In a recent study published in npj Parkinson’s disease, researchers evaluated the differences in the progression of Parkinson’s disease (PD) between real-world and research populations.
Study: Disease progression strikingly differs in research and real-world Parkinson’s populations. Image Credit: Kotcha K/Shutterstock.com
Background
Disease-modifying therapies have not been successful for PD despite improved biological understanding and significant investment.
Therapies promising in preclinical and early trials have failed at later stages. There are several challenges to developing disease-modifying therapies for PD; notably, molecular processes driving pathogenesis are poorly understood.
Moreover, different patterns of PD progression and diverse onset ages suggest heterogeneity. Recent studies have uncovered at least six loci associated with genetic heterogeneity in PD progression to Lewy body dementia.
Characterization of PD progression can aid in the design of clinical trials and identify sub-populations. Most studies on PD progression have focused on research data, which might not reflect the population in general.
About the study
In the present study, researchers characterized the progression of PD between research and real-world populations. The Fox Insight longitudinal health and Harvard Biomarkers studies (HBS) were research population datasets.
Real-world data (RWD) sources included the Optum Claims–electronic health records (EHRs) and the Mass General Brigham (MGB) electronic medical records (EMRs).
PD progression was evaluated using common clinical rating scales, including the mini-mental-state examination (MMSE), Montreal cognitive assessment (MoCA), unified PD rating scale (UPDRS), and Hoehn and Yahr (H&Y).
These measures were compared between HBS and MGB by stratifying patients based on the time from initial diagnosis.
Clinical rating scales were actively collected and stored as structured data within the HBS; in MGB, they were passively collected and extracted from clinical notes.
Fox Insight and HBS cohorts had explicit information on PD diagnosis dates. Real-world cohorts required a two-year quiescence period to enroll PD cases.
Further, in RWD sources, individuals were excluded if they developed conditions leading to clinical parkinsonism symptoms during the quiescence period.

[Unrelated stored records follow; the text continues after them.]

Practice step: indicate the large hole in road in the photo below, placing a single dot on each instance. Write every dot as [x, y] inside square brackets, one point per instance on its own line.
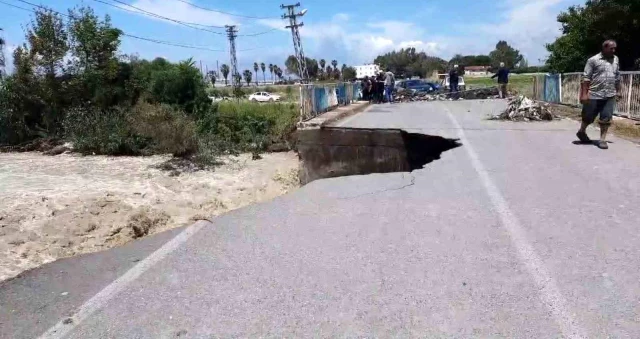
[334, 151]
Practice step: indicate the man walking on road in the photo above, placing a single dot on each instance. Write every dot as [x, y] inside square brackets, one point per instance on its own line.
[503, 80]
[598, 91]
[389, 83]
[454, 78]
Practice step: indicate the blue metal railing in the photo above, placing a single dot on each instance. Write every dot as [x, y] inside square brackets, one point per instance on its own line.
[317, 99]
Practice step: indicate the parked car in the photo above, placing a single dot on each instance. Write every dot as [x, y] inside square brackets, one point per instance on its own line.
[218, 99]
[264, 97]
[461, 85]
[417, 85]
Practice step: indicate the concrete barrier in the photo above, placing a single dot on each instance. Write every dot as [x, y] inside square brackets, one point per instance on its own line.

Cognitive decline was defined as a diagnosis of mild cognitive impairment, referral to neurology specialists for cognitive decline, or prescriptions of medicines typically used to treat cognitive decline during PD. A linear regression model was used to estimate the average progression of H&Y, UPDRS, and MMSE scores.
Findings
HBS and Fox Insight cohorts included 935 and 36,660 participants, while Optum and MGB cohorts comprised 157,475 and 22,949 individuals, respectively.
Research populations (60.4 years) had a lower age at PD diagnosis than the real-world populations (72.2 years). Follow-up duration was shorter in the Fox Insight study as it is a relatively new resource.
The average follow-up period was 6.1 years in HBS compared to 3.2 years in real-world populations. In general, clinical scores showed smaller changes over time in HBS compared to MGB. Optum lacked clinical rating scores.
MMSE scores were significantly higher throughout the first five years in HBS than in MGB. Notably, the median UPDRS total score doubled by the sixth year in MGB.
Next, the researchers assessed survival against notable clinical events, such as levodopa initiation, H&Y stage 3, discharge to long-term care, depression, fractures, falls, and dyskinesias.
They found that research populations, particularly the Fox Insight cohort, had significantly earlier start of medications. In contrast, PD medications were started later in MGB subjects, albeit levodopa initiation overlapped with the research populations.
Further, real-world populations reached an H&Y score ≥ 3 or met the definition for cognitive decline much sooner after diagnosis than research populations.
Further, levodopa treatment was initiated in over 80% of patients by H&Y stage 2.5. The Optum cohort showed a substantially earlier and higher incidence of falls, fractures, and depression than the MGB cohort.
Conclusions
The study analyzed PD progression across real-world and research populations and illustrated systematic differences and directional biases between them.
Research populations were diagnosed and started on levodopa and other medicines much earlier, with slower changes in clinical scales.
By contrast, PD diagnosis and treatment initiation were much later in real-world populations; they also had accelerated changes in clinical scales. Overall, the findings offer detailed insights into PD progression in different populations.